Sam: Variations on this argument have occurred several times now.

If you tell me how many nines we are talking about, I will tell you what 1 - .99999... is equal to, and I will estimate the reciprocal. I will almost always insist on being picky, because I believe in avoiding sloppy terminology and sloppy methods. In practice, I will use one as a replacement for .999999 and 1/3 as equivalent to .333333, but I will not accept statements like " recurring .33333 equals 1/3," except as convenient shorthand notation.

This thread started with a proof that recurring .999999 = 1.0000 using some questionable operations on "infinitely long" decimal numbers. I objected to the proof for various reasons and suggested viewing the recurring .99999 as a geometric series. It is fairly easy to prove that the limit of the series is one, without using questionable arithmetic operations on infinitely long decimal numbers.

I agree with Noble
0.9999 recurring forever equals 0.9999 recurring forever and 1 equals 1. 0.9999 recurring forever "approaches one and for simplicity can be represented as 1".
Limits are defined by terminology similar to the following.
The number a will be called the limit of the sequence X1, X2, X3 . . . Xn . . . provided that, given any positive number h, no matter how small, there exists a corresponding term of the sequence Xn such that every succeeding term of the series lies between the numbers a-h and a+h.
The wording is slightly different for the limit of a function and the limit of the sum of a series, but the idea is always the same. As some number or variable grows without bound, some value gets closer to the limiting value.

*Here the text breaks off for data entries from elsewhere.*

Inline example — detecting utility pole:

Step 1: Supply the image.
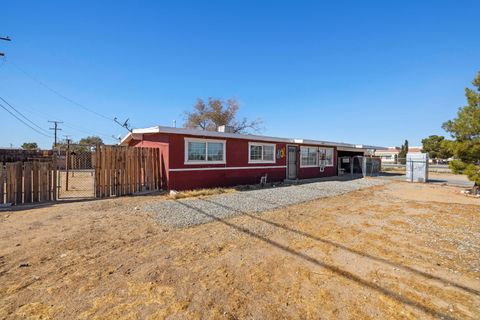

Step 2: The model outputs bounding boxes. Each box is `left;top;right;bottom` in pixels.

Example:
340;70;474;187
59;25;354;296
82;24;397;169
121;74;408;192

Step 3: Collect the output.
48;120;63;148
0;37;12;57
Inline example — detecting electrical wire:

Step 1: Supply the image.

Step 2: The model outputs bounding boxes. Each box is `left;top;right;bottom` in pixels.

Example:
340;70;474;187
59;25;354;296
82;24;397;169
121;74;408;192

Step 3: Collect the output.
0;103;53;138
0;97;117;141
0;96;50;134
8;60;114;121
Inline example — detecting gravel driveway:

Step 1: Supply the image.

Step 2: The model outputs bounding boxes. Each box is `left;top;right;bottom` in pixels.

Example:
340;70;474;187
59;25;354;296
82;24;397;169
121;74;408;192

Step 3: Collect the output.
143;179;387;227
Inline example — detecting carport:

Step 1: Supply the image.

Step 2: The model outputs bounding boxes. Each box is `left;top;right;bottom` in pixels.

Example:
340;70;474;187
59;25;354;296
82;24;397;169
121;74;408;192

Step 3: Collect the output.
337;147;365;176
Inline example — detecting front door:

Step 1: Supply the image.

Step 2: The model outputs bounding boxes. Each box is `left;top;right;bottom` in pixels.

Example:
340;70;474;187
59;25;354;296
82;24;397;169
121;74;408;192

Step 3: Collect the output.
287;146;297;180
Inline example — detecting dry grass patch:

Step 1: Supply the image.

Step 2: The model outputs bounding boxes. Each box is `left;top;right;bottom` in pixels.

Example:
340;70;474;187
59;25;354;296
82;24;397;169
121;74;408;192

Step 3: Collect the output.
168;188;237;200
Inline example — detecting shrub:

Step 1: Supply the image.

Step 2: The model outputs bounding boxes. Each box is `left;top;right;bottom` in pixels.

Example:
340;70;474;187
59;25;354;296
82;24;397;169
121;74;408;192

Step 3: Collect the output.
448;160;467;174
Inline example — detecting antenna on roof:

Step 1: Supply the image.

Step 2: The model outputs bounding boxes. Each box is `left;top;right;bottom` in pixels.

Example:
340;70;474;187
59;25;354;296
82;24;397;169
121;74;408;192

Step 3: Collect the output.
113;117;132;132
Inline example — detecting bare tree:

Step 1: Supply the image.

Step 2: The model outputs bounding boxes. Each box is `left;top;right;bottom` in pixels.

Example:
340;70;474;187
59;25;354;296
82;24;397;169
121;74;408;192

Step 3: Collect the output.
184;98;262;133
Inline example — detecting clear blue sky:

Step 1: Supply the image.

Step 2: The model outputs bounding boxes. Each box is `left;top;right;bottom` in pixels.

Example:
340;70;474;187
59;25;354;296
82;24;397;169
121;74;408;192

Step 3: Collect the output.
0;1;480;147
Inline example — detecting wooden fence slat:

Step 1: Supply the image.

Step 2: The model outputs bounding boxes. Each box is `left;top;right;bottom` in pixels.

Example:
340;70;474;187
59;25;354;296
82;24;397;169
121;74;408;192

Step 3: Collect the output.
105;148;111;197
40;162;48;202
15;162;23;204
23;162;32;203
110;148;118;195
52;154;57;201
0;162;6;204
32;161;40;202
46;162;53;201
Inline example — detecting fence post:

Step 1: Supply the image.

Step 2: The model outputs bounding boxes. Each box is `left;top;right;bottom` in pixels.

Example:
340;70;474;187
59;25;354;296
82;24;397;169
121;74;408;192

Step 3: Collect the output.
0;162;5;204
65;139;70;191
23;162;32;203
52;153;57;201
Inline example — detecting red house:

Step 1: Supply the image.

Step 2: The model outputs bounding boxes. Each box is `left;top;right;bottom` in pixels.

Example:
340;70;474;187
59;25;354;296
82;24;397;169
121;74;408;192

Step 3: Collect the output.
121;126;376;190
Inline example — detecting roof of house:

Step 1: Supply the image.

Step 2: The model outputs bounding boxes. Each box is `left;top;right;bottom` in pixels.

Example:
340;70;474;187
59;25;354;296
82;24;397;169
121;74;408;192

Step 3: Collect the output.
120;126;386;151
376;147;422;154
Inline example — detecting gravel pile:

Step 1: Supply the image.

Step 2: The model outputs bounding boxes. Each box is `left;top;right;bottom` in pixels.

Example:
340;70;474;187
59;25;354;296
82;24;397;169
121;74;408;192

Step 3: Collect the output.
143;179;386;228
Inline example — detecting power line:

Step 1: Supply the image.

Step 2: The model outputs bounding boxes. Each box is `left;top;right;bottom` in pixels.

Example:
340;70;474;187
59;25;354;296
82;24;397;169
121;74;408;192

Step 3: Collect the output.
0;37;12;57
9;60;113;121
0;97;49;134
0;103;52;138
48;120;63;147
0;94;117;141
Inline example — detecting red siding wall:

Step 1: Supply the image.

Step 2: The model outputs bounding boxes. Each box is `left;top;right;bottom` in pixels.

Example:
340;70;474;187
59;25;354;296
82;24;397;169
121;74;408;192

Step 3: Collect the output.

The formal definitions use terms like increases indefinitely or there exists or grows without bound. The formal definitions refer to an extremely small difference between the value and its limit. They avoid referring to infinity and avoid the statement that the value equals its limit.

The use of the limit as a value is viewed as a convenience which avoids lengthy terminology.

Every serious mathematical text I have ever read avoids claiming that a function equals its limit. When not dealing with transfinite numbers ala Cantor, they also avoid using the term infinity. I have a book (Fundamentals of Mathematics by Moses Richardson) which specifically warns against the use of such a term.
The notation "Limit(Xn) = a as n —>lazyeight" is commonly used, but it often misleads the unwary student into believing that there is a peculiar number called infinity which n approaches. This is, of course, not true.
In a later chapter of this book
. . .It would be even more misleading to write 1/0 = infinity, although some books do. . . .they do not mean that infinity is a number which you obtain by dividing 1 by zero. As we have seen 1/0 is a meaningless symbol and infinity is not a number. "Infinity" in this sense is merely a way of describing the manner in which certain function behave.
In a footnote it is mentioned that historically the statement 1/0 = infinity was taken literally before mathematicians were familiar with modern mathematical logic.